Here’s an interesting book review by Stephen Holmes critiquing liberal interventions. His primary focus is Samantha Power’s A Problem From Hell, about the world’s reaction to genocide. Power highlight’s America and the world’s failure to act on humanitarian impulses to stop genocide, and argues that multilateral institutions and legalisms have only gotten in the way of preventing mass killings. It wasn’t the UN that ultimately intervened in Bosnia and Kosovo, but NATO:

Be this as it may, the proponents of humanitarian intervention, in the 1990s, were among multilateralism’s least forgiving critics. Power writes in this spirit. Clinton embraced ‘consultation’, she tells us, whenever his Administration lacked a clear policy of its own. In that sense, too, multilateralism is a sign of weakness.
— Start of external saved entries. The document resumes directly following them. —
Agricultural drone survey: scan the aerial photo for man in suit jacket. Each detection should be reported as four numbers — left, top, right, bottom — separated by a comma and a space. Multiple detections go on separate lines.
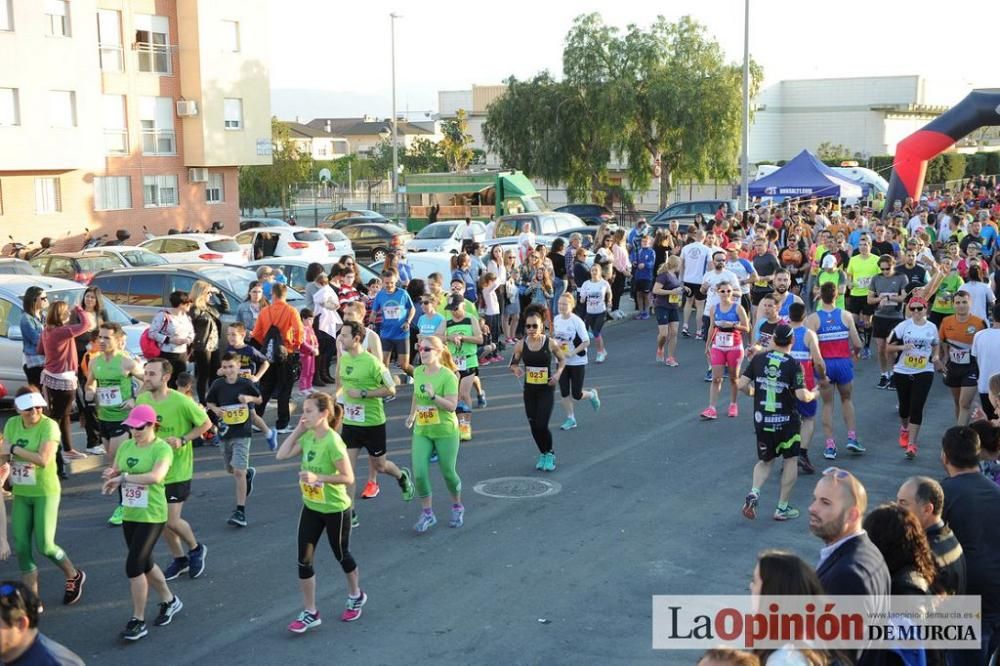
809, 467, 891, 666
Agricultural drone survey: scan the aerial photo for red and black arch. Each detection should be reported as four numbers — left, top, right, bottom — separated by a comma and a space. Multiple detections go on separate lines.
884, 89, 1000, 209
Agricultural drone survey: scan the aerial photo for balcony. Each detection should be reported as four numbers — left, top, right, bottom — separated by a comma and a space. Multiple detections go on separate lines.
141, 129, 175, 155
134, 42, 174, 76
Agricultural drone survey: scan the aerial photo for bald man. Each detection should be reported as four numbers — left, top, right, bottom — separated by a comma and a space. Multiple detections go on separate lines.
896, 476, 966, 596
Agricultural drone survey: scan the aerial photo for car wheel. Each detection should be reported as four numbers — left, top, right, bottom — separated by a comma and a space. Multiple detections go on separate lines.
372, 247, 388, 263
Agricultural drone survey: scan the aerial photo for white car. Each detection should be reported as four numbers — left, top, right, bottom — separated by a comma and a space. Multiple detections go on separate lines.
234, 227, 329, 262
319, 228, 356, 261
79, 246, 169, 267
370, 251, 455, 282
140, 234, 248, 264
407, 220, 486, 254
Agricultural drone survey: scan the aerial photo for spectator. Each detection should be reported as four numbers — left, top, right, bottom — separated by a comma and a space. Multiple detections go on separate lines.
895, 476, 966, 596
0, 581, 84, 665
235, 281, 267, 341
697, 647, 760, 666
251, 283, 304, 434
147, 291, 195, 389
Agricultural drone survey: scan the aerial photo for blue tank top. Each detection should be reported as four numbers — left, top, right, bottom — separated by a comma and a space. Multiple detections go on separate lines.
714, 302, 740, 327
777, 293, 795, 321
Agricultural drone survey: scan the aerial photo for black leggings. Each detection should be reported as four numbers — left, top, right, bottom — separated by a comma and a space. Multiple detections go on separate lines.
160, 352, 188, 390
611, 271, 627, 311
523, 387, 555, 454
893, 371, 934, 425
192, 349, 219, 404
45, 387, 75, 453
559, 365, 586, 400
297, 505, 356, 579
123, 521, 165, 578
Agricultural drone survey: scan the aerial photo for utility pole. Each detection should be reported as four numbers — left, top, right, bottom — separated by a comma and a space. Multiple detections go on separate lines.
391, 12, 401, 225
740, 0, 751, 211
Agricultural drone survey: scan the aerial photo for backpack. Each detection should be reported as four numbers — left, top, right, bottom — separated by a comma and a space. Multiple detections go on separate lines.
139, 311, 170, 359
262, 308, 289, 363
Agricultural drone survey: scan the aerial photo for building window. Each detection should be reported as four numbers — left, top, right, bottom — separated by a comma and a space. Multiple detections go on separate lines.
206, 173, 224, 203
222, 20, 239, 52
224, 98, 242, 130
1, 0, 13, 31
0, 88, 18, 126
45, 0, 69, 37
97, 10, 124, 71
48, 90, 76, 128
143, 175, 178, 208
102, 94, 128, 154
94, 176, 132, 211
34, 178, 61, 214
139, 96, 175, 155
135, 14, 170, 74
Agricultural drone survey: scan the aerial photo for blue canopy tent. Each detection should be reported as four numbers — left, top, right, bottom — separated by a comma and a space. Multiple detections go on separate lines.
748, 150, 865, 200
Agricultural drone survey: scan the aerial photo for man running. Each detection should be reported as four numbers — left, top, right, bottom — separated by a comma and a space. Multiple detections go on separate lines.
738, 325, 818, 521
679, 228, 711, 338
787, 303, 825, 475
371, 268, 415, 382
137, 359, 211, 580
938, 291, 986, 425
758, 269, 801, 324
806, 281, 863, 460
867, 255, 908, 389
845, 235, 881, 360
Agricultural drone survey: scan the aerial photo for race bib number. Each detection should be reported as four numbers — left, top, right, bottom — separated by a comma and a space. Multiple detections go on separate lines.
344, 403, 365, 423
122, 482, 148, 509
856, 276, 872, 289
714, 331, 735, 348
587, 295, 602, 308
9, 461, 36, 486
300, 481, 324, 503
949, 348, 971, 365
668, 294, 681, 304
754, 279, 768, 288
384, 304, 402, 320
97, 385, 123, 407
416, 406, 440, 426
239, 369, 255, 380
456, 355, 468, 371
220, 404, 250, 425
557, 339, 571, 354
902, 352, 928, 370
525, 366, 549, 385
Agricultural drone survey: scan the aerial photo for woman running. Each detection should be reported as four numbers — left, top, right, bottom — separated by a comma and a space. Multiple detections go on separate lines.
445, 296, 484, 413
651, 256, 684, 366
276, 392, 365, 632
2, 387, 86, 606
406, 336, 463, 532
701, 280, 750, 420
552, 294, 600, 431
578, 263, 612, 363
509, 305, 566, 471
887, 295, 939, 459
101, 404, 180, 641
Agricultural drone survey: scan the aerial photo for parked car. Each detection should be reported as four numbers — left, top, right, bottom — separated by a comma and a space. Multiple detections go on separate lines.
0, 275, 147, 396
551, 225, 607, 250
406, 220, 487, 254
139, 234, 248, 264
369, 251, 455, 283
493, 212, 586, 239
234, 227, 328, 262
29, 252, 122, 284
79, 246, 169, 268
319, 228, 356, 261
324, 209, 388, 224
0, 258, 39, 275
339, 223, 413, 263
553, 203, 616, 225
246, 258, 378, 294
650, 199, 739, 230
239, 217, 290, 231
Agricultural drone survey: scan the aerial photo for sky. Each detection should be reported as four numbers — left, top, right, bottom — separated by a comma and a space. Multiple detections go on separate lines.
268, 0, 1000, 121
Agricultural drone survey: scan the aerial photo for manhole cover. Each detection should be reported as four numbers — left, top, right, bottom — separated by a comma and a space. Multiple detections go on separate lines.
473, 476, 562, 499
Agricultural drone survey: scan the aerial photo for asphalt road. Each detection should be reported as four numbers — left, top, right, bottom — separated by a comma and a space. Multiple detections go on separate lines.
0, 314, 960, 665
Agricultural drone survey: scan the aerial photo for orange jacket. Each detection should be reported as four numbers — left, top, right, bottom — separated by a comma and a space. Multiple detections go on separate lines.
251, 300, 304, 352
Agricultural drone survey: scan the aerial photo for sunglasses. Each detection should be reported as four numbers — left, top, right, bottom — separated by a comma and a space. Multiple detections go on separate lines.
417, 346, 434, 352
129, 423, 152, 431
822, 467, 851, 479
21, 405, 44, 412
39, 295, 49, 300
910, 306, 925, 311
524, 324, 540, 330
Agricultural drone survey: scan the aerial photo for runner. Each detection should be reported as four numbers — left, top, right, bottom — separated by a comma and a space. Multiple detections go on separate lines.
222, 322, 278, 450
551, 293, 600, 430
405, 336, 464, 532
700, 252, 740, 381
724, 244, 757, 317
867, 256, 908, 389
926, 253, 964, 327
805, 281, 863, 460
766, 269, 802, 324
747, 294, 780, 358
971, 304, 1000, 423
749, 236, 781, 327
1, 387, 86, 606
371, 268, 415, 382
701, 280, 750, 420
416, 294, 446, 342
577, 264, 612, 364
84, 322, 144, 526
275, 392, 366, 631
136, 359, 211, 580
886, 295, 940, 459
845, 235, 881, 360
738, 325, 818, 521
938, 291, 986, 425
335, 320, 414, 529
651, 256, 684, 366
101, 404, 182, 641
787, 303, 826, 475
679, 228, 711, 338
509, 305, 567, 471
444, 296, 485, 435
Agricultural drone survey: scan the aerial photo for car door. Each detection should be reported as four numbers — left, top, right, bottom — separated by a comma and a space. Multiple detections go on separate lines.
0, 296, 30, 394
234, 231, 256, 258
126, 273, 166, 321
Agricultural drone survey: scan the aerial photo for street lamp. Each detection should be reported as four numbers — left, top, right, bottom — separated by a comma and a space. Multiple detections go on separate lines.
390, 12, 401, 226
740, 0, 750, 210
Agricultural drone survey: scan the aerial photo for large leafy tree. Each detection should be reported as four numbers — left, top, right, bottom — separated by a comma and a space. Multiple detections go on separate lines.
440, 109, 475, 172
402, 137, 447, 173
239, 117, 314, 214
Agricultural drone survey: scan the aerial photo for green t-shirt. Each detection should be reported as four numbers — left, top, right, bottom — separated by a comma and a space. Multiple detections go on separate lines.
446, 316, 479, 371
137, 389, 208, 484
338, 350, 392, 427
932, 274, 965, 315
5, 415, 61, 498
846, 254, 880, 296
299, 429, 351, 514
816, 271, 846, 309
92, 352, 136, 423
114, 437, 173, 523
436, 297, 479, 320
412, 365, 460, 438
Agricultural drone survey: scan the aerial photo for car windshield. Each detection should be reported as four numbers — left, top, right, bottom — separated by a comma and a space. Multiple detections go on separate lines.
121, 250, 168, 266
206, 239, 241, 252
293, 230, 324, 242
78, 256, 121, 273
50, 287, 134, 325
416, 223, 458, 240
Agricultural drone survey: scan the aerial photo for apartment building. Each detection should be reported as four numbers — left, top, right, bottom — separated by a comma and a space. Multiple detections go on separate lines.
0, 0, 271, 248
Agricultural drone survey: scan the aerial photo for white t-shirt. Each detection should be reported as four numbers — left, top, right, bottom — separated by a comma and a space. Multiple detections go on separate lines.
725, 258, 753, 295
972, 328, 1000, 393
552, 313, 589, 366
906, 215, 925, 237
579, 279, 610, 314
482, 281, 500, 316
890, 319, 938, 375
312, 285, 342, 337
680, 242, 711, 284
961, 281, 995, 322
702, 269, 739, 310
485, 221, 496, 240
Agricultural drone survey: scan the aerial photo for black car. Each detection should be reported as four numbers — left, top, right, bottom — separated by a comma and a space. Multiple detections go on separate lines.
553, 204, 616, 225
650, 199, 738, 230
339, 223, 413, 263
321, 215, 393, 230
30, 252, 123, 284
239, 217, 291, 231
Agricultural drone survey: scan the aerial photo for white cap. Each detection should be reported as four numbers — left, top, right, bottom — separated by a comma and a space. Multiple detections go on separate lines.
821, 254, 838, 269
15, 391, 47, 411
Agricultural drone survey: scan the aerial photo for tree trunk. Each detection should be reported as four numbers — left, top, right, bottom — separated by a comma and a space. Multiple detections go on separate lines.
659, 164, 673, 211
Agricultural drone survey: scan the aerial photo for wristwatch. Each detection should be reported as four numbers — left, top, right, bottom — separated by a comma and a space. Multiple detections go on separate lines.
361, 389, 368, 399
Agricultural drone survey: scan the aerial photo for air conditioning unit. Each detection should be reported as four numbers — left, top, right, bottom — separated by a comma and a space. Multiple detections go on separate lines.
188, 168, 208, 183
176, 100, 198, 117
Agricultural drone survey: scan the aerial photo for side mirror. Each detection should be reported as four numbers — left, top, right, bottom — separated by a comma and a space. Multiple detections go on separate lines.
131, 318, 139, 325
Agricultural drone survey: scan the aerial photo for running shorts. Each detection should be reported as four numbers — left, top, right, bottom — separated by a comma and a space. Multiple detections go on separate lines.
755, 428, 802, 462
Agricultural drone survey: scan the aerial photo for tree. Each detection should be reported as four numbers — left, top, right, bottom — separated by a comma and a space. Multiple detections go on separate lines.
440, 109, 475, 172
816, 142, 852, 163
239, 117, 314, 214
402, 137, 447, 174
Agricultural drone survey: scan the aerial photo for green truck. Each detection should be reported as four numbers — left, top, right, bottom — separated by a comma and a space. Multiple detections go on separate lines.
402, 170, 547, 232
When it comes to atrocities, she implies, the US should simply have told its allies what it was going to do.

Holmes’s concern is that the advocates of humanitarian intervention allowed Bush to let slip the dogs of war.

By denouncing the US primarily for standing idly by when atrocity abroad occurs, they have helped repopularise the idea of America as a potentially benign imperial power. They have breathed new life into old messianic fantasies. And they have suggested strongly that America is shirking its moral responsibility when it refuses to venture abroad in search of monsters to destroy. By focusing predominantly on grievous harms caused by American inaction, finally, they have obscured public memory of grievous harms caused by American action.

Given this, Holmes ponders whether the prevailing historical analogy for American policymakers of the coming decade will be Munich or Vietnam, and whether the moralistic crusade and the free application of military power will lead us to another My Lai down the road.

Holmes also wonders if the interventionists are too concerned with the spectacle of humanitarian catastrophe: does this lead to short term military strategies to address the immediate causes — Hutu militias, Serbia paramilitaries — but fail to do the hard work of trying to build a humane society after we intervene? Does it cause the public — and through the public, political support — to lose interest in reconstruction? If so, then the moral cause is ephemeral. “Regime change”, as it’s currently bandied around, unfortunately means merely destroying the wicked, and not replacing it with something better that has a chance to endure.

What does all this mean now? Holmes wrote his review in late 2002, and now the Iraqi war has come and gone, and we are in the midst of a reconstruction that’s faltering. I want to believe that we’ll be able to pull off this reconstruction, even though it may take many, many years: even if it’s just a first step on a long path, it may be our only way towards safety in the end. So what do we do? Can we pressure the Bush Administration to take are of the unfinished business of rebuilding before it embarks on further adventures? Can we find a Democrat with a chance of winning, who’s actually interested in foreign affairs and believes that pouring more resources into a liberal Iraq is a necessity?